Wideband extension of telephone speech for higher perceptual quality. A method for extending the frequency range of a speech signal using wideband extension method with an inverse filter and a synthesis filter where both filters receive LPC coefficients from an LPC estimator. The wideband LPC coefficients are obtained from wideband LSFs. The wideband LSFs are obtained by appending highband LSFs, created by applying a matrix to narrowband LSFs, and lowband LSFs, created by dividing the narrowband LSFs by two. The matrix used to create the highband LSFs is selected from a predetermined list of matrices. The selection is based on either wideband or narrowband reflection coefficients extracted from the narrowband speech signal.

Description

The present invention relates to a method for extending line spectral frequencies of a narrowband speech signal with a frequency range to line spectral frequencies of a wideband speech signal comprising a highband frequency range and the frequency range of the narrowband speech signal and to a system for extending the frequency range of speech signals at an input comprising an output and an upsampler connected to the input of the system and an input analysis means for determining linear prediction coefficients and reflection coefficients, an input of the input analysis means connected to the input of the system, the upsampler comprising an output connected to an input of a first filter, which first filter comprises an output and is arranged to filter based on linear prediction coefficients, the output of the first filter connected to a an input of a spectral folding means with an output connected to an input of a second filter comprising an output, which second filter is arranged to filter based on the linear prediction coefficients, the output of the second filter being connected to the output of the system for extending the frequency range of speech signals
Such a method and system is known from the publication ‘wideband extension of telephone speech using a hidden Markov model’ by Peter Jax and Peter Vary, IEEE Workshop on Speech coding, September 2000, Wisconsin.
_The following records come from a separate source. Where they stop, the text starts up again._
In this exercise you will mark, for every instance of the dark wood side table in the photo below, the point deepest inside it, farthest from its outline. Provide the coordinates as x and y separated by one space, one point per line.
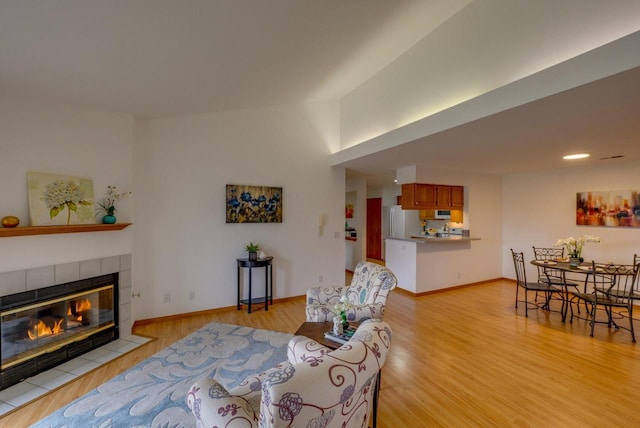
268 282
315 331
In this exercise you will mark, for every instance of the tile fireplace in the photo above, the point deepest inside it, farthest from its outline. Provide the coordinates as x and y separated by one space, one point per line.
42 328
43 282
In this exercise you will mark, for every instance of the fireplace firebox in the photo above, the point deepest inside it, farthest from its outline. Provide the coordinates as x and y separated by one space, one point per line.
43 328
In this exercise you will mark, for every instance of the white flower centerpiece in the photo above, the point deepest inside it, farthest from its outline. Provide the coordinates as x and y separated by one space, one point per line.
574 246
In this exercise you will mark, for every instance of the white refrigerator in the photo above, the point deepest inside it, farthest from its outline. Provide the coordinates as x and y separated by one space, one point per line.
399 223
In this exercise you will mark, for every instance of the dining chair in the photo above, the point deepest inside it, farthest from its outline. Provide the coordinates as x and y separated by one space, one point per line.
555 277
537 286
614 286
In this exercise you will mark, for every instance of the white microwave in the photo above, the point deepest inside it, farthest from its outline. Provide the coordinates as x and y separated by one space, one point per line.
442 214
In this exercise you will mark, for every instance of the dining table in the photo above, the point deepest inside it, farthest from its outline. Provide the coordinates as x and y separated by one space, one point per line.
579 274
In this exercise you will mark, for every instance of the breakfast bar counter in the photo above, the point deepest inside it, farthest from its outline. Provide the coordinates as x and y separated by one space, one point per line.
426 264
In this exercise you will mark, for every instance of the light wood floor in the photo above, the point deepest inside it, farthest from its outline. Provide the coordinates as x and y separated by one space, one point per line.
460 358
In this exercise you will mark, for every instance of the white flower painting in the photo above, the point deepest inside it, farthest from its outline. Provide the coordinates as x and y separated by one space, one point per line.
59 199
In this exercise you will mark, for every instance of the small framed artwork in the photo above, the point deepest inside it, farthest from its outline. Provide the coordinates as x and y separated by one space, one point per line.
613 208
59 199
348 211
253 204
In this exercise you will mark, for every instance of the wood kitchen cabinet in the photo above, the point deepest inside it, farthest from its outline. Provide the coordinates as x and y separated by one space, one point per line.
431 196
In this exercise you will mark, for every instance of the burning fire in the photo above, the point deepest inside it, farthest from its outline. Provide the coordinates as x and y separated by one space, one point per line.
41 329
76 308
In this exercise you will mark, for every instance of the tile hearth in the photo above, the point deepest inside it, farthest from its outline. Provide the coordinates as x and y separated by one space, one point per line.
41 384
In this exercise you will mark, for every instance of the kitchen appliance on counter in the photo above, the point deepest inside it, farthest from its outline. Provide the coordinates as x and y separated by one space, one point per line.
399 223
442 214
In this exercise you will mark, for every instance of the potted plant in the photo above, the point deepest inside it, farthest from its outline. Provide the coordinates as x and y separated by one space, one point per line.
108 205
252 249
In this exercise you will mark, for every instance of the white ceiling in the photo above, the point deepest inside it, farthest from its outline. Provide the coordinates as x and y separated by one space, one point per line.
153 58
601 118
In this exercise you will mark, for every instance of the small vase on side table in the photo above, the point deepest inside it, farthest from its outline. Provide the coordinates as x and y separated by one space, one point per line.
109 219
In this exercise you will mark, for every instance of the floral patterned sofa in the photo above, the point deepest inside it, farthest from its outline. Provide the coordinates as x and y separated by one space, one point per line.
367 295
316 387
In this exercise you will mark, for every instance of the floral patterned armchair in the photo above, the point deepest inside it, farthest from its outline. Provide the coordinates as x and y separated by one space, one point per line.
367 295
316 387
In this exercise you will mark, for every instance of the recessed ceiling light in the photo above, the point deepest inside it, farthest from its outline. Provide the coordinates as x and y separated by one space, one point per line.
576 156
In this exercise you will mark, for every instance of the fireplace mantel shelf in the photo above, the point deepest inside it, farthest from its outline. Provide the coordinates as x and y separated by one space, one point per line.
48 230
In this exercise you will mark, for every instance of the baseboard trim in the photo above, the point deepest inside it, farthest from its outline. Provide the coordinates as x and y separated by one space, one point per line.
444 290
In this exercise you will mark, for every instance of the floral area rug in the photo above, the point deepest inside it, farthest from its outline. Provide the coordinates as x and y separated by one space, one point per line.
153 392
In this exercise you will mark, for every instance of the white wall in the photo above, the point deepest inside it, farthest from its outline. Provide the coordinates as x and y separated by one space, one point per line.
65 140
540 208
183 244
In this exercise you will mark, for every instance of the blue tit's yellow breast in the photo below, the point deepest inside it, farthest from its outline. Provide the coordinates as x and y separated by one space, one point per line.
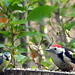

Here the narrowband input signal is classified into a limited number of speech sounds in which the information about the wideband spectral envelope is taken from a pre-trained code book. For the codebook search algorithm a statistical approach based on a hidden Markov model is used, which takes different features of the bandwidth limited speech into account, and minimizes a mean squared error criterion. The algortihm needs only one single wideband codebook and inherently guarantees the tranparency of the system in the narrowband frequency range. The enhanced speech exhibits a significant larger bandwidth than the input speech. The algortihm creates the entire wideband signal by applying codebook LPC coefficients to a first, inverse, filter that acts on the input signal and then provides the filtered and subsequently spectrally folded signal to a second, synthesis, filter. This synthesis filter also receives codebook LPC coefficients and provides the wideband signal at the output. Because the transfer functions of these two filters are mutually inverse the narrowband signal is processed transparently by the system.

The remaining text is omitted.